‘Ash Is Purest White’ indicts Chinese life through an individual’s experiences
By Diane Carson
Slowly, very slowly and deliberately over two and a third hours, writer/director Zhangke Jia’s “Ash Is Purest White” nonjudgmentally watches as Qiao’s world falls apart. Incidentally but significantly, the Chinese environment that provides the backdrop implicitly exposes economic and social deterioration between the 2001 to 2017 years of Qiao’s story: mines closing, workers unemployed, gambling and gangsters pervasive.
Due to the Three Gorges Dam inundating previously inhabitable areas along the Yangtze River, over one million Chinese must relocate; overhead shots reveal huge, impersonal housing complexes; and, more than once, violence erupts unexpectedly. All of this remains secondary to Qiao’s obsession with Bin, a mafia man with power and prestige who frequents Qiao’s mahjong bar. Also important for the story are prison, alienation, and a lack of adherence to loyalty, respect and righteousness, the Jianghu code invoked several times.
Featured in the previous Jia film “Still Life,” Tao Zhao as Qiao delivers an equally superb, multifaceted performance, moving from ebullient dominance to mind-numbing depression. As Qiao’s love interest Bin, Fan Liao demonstrates a lesser range both verbally and nonverbally, but he is, after all, merely the catalyst for Qiao’s downward trajectory.
The eclectic music score, including a wildly entertaining disco dance to the Village People’s “YMCA,” highlights the multicultural influence of the US on today’s China. Visually, metaphors abound: a dormant volcano looming in the background in two important scenes, a tiger and a lion in a small cage in another scene, luminous indoor lighting versus gloomy illumination, Bin and Qiao dwarfed and isolated, moving alone across a vast gray concrete backdrop. Set in director Jia’s hometown in northwestern China, Bin’s fate is suggestive of cultural collapse.
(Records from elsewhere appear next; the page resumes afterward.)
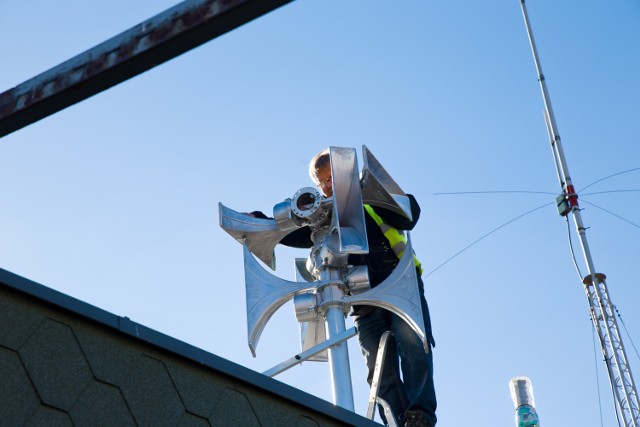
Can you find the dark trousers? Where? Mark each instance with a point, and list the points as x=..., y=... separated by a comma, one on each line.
x=413, y=390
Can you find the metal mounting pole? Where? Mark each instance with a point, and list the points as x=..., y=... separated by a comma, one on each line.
x=601, y=308
x=339, y=354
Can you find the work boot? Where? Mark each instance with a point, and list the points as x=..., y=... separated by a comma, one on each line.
x=415, y=418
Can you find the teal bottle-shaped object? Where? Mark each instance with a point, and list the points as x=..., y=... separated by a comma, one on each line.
x=522, y=395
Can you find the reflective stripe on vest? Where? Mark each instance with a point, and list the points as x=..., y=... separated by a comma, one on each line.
x=396, y=238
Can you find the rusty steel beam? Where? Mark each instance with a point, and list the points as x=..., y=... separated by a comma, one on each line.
x=152, y=42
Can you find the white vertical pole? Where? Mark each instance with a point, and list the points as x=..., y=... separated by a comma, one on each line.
x=595, y=286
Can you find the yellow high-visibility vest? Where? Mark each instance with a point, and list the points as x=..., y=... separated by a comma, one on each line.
x=396, y=238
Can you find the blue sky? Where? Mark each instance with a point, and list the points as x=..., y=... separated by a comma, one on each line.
x=114, y=200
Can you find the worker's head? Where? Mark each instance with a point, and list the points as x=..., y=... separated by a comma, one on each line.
x=320, y=172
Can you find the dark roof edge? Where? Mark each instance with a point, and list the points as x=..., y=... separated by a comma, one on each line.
x=158, y=339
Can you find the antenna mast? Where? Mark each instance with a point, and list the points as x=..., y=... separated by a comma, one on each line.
x=601, y=308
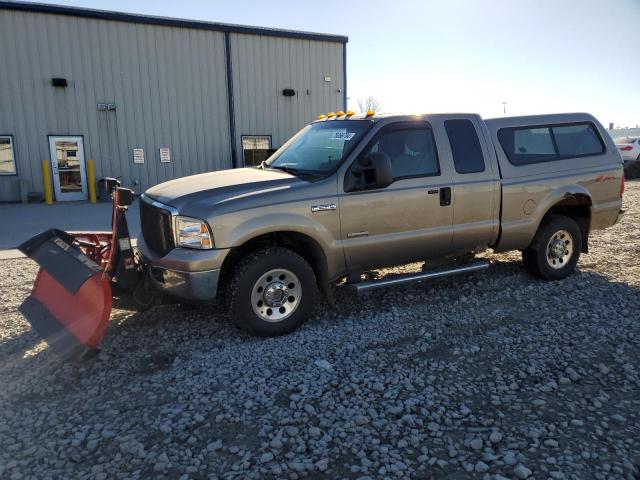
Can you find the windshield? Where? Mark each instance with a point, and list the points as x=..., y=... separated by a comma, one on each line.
x=319, y=147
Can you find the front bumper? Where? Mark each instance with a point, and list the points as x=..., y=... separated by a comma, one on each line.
x=195, y=286
x=185, y=273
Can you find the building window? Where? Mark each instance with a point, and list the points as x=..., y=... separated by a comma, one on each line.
x=7, y=156
x=256, y=149
x=465, y=146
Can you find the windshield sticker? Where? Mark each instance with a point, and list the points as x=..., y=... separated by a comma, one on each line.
x=342, y=135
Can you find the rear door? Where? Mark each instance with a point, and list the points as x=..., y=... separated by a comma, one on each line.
x=475, y=180
x=410, y=219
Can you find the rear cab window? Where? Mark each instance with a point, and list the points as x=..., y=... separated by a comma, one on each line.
x=465, y=146
x=546, y=143
x=411, y=151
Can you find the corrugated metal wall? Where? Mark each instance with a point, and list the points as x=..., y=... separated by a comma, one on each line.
x=264, y=66
x=168, y=84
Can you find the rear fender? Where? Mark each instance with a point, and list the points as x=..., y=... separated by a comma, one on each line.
x=519, y=233
x=569, y=195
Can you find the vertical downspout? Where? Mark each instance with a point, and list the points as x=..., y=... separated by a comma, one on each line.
x=232, y=117
x=344, y=75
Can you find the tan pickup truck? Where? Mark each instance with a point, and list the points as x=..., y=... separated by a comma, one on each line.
x=350, y=193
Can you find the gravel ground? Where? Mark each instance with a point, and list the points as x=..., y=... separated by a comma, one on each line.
x=487, y=376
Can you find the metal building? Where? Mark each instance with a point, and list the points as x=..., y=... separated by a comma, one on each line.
x=150, y=98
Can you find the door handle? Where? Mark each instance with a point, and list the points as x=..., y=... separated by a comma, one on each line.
x=445, y=196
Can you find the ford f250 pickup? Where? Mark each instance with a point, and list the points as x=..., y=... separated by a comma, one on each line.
x=349, y=193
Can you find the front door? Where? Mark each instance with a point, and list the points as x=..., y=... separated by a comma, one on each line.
x=68, y=168
x=411, y=219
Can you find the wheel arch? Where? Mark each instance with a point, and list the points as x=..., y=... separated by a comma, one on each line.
x=574, y=203
x=300, y=243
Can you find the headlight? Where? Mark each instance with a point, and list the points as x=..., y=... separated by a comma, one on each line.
x=192, y=233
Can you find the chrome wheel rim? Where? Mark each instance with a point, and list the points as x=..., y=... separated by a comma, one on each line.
x=276, y=295
x=559, y=249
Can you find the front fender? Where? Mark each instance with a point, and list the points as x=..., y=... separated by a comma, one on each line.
x=322, y=227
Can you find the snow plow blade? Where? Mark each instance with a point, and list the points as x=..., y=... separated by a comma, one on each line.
x=70, y=303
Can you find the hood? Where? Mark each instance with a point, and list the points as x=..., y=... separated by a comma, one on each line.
x=220, y=186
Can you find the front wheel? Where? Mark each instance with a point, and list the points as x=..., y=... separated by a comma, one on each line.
x=555, y=249
x=273, y=292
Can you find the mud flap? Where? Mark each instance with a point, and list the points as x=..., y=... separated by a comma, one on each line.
x=70, y=303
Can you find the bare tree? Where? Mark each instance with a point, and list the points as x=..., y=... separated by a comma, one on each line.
x=368, y=104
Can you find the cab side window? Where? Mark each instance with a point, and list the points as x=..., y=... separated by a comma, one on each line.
x=411, y=151
x=465, y=146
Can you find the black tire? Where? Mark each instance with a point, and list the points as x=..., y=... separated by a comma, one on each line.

The title itself, “Ash Is Purest White” speaks volumes about these individuals’ disintegration, though an extensive assortment of aspirational and lost men and women populate the streets, trains, boats, and bars. In fact, the film’s concentrated focus on one couple indicts all of contemporary Chinese society with its subtle but unmistakably sweeping critique. In Mandarin with English subtitles, “Ash Is Purest White” is available on the Kino Now website as well as multiple other platforms.